Finalmente, a quarta fase, Take (Agir), é onde a borracha encontra a estrada. É o momento de traduzir a estratégia escolhida em ações concretas, com donos, prazos e métricas claras. O objetivo é criar um acordo explícito sobre quem é responsável pelo quê. Para cada iniciativa, a equipe deve responder a perguntas-chave: Quais são as tarefas fundamentais para tornar isso uma realidade? Precisamos de alguma mudança organizacional (novas funções, novas equipes)?
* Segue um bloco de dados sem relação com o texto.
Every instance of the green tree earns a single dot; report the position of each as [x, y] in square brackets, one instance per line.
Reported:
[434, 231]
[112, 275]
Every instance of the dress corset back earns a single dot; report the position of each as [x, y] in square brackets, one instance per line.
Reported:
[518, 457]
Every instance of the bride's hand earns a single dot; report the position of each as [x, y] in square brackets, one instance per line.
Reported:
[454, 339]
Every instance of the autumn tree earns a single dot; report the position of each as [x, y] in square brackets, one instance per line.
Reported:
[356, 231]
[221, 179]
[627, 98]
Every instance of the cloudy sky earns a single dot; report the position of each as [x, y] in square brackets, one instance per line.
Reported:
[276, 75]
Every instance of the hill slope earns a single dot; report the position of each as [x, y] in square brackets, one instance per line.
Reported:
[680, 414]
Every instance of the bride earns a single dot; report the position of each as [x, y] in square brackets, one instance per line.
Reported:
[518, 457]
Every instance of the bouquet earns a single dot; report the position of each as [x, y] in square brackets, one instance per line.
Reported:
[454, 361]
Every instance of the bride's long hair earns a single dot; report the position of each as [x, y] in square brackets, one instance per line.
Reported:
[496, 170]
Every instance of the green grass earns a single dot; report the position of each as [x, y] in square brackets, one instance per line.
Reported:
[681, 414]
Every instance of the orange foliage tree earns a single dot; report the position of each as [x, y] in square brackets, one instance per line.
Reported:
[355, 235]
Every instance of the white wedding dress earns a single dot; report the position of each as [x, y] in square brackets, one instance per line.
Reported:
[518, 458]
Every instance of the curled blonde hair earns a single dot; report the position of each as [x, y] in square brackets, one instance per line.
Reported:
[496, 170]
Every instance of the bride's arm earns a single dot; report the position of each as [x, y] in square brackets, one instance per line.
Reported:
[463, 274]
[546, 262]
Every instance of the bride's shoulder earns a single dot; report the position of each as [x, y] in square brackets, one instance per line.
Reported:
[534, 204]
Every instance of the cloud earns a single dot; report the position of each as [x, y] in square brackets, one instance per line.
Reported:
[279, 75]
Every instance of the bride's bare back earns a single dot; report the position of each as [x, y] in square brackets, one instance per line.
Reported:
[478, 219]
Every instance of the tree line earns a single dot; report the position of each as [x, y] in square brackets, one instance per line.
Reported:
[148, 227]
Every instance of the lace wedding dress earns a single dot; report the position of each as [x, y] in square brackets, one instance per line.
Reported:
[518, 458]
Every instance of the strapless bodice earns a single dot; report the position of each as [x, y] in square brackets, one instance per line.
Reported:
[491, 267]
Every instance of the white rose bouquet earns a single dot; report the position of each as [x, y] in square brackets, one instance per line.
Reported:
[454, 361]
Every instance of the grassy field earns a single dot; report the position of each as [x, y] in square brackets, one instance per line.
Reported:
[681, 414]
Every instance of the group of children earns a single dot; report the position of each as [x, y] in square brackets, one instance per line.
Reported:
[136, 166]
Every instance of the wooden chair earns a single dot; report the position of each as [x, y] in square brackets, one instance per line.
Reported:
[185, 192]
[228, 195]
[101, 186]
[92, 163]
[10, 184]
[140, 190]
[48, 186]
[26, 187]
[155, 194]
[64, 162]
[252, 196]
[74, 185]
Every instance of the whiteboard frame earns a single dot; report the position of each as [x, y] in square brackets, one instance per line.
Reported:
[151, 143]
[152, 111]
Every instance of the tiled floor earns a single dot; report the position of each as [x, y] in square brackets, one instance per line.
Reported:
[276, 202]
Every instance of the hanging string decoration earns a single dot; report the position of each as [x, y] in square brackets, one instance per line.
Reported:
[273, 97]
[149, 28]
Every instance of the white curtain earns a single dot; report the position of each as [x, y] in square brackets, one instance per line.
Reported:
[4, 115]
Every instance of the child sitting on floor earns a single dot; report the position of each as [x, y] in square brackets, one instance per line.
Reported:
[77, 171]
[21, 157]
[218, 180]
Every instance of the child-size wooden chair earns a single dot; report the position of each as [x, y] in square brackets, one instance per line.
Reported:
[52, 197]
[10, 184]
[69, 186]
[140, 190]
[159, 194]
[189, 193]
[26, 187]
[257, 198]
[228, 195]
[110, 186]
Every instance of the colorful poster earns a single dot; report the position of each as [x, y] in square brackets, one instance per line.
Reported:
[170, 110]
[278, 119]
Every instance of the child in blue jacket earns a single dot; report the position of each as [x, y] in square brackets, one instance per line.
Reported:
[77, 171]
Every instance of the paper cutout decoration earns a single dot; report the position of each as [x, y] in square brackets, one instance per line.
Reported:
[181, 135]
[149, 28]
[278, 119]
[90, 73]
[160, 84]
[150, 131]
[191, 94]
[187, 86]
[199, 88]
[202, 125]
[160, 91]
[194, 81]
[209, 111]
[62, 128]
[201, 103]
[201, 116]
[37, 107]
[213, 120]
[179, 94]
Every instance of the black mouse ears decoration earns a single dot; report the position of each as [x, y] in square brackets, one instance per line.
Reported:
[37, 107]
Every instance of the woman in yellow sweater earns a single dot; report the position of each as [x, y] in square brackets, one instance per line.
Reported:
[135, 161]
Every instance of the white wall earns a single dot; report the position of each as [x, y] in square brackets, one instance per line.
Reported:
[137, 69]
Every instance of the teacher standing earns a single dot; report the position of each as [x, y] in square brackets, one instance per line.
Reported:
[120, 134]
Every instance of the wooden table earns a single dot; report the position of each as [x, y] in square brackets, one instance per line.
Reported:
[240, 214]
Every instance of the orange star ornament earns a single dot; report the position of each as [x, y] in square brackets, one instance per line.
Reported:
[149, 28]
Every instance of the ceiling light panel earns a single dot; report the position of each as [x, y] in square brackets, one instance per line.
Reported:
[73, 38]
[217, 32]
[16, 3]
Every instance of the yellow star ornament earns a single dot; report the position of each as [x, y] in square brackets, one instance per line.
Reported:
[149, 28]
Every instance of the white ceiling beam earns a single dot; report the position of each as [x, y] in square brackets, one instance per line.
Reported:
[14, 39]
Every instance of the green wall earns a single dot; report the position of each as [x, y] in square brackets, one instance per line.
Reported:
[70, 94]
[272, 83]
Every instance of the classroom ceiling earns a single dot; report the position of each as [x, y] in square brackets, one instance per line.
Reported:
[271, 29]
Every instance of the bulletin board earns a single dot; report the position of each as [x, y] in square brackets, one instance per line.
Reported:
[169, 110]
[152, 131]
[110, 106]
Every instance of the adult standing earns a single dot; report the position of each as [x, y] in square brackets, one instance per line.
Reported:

Quais são as dependências específicas que temos de outros grupos? Quais riscos precisamos mitigar? As respostas a essas perguntas formam um plano de ação detalhado e compartilhado. Não importa o formato — pode ser um quadro Kanban, um projeto no Asana ou uma simples planilha —, o essencial é que o plano seja um documento vivo, revisitado constantemente pela equipe para acompanhar o progresso, questionar premissas e ajustar o curso. A fase "Take" não é sobre delegar tarefas, mas sobre criar um senso de propriedade coletiva sobre o resultado. Para a advocacia, a metodologia de Nilofer Merchant é um chamado à ação. É um convite para abandonar o modelo de comando e controle, que gera o "sanduíche de ar", e abraçar uma nova forma de fazer estratégia, baseada na inteligência coletiva e no engajamento genuíno. Ao transformar a definição da estratégia em um esporte de equipe, os escritórios não apenas aumentam drasticamente suas chances de sucesso na execução, mas também constroem uma cultura de confiança, transparência e responsabilidade, onde cada membro, do estagiário ao sócio-fundador, se sente verdadeiramente dono do futuro da organização. Em um mercado que exige agilidade e inovação, fechar o gap entre estratégia e execução não é mais uma opção; é a única forma de vencer.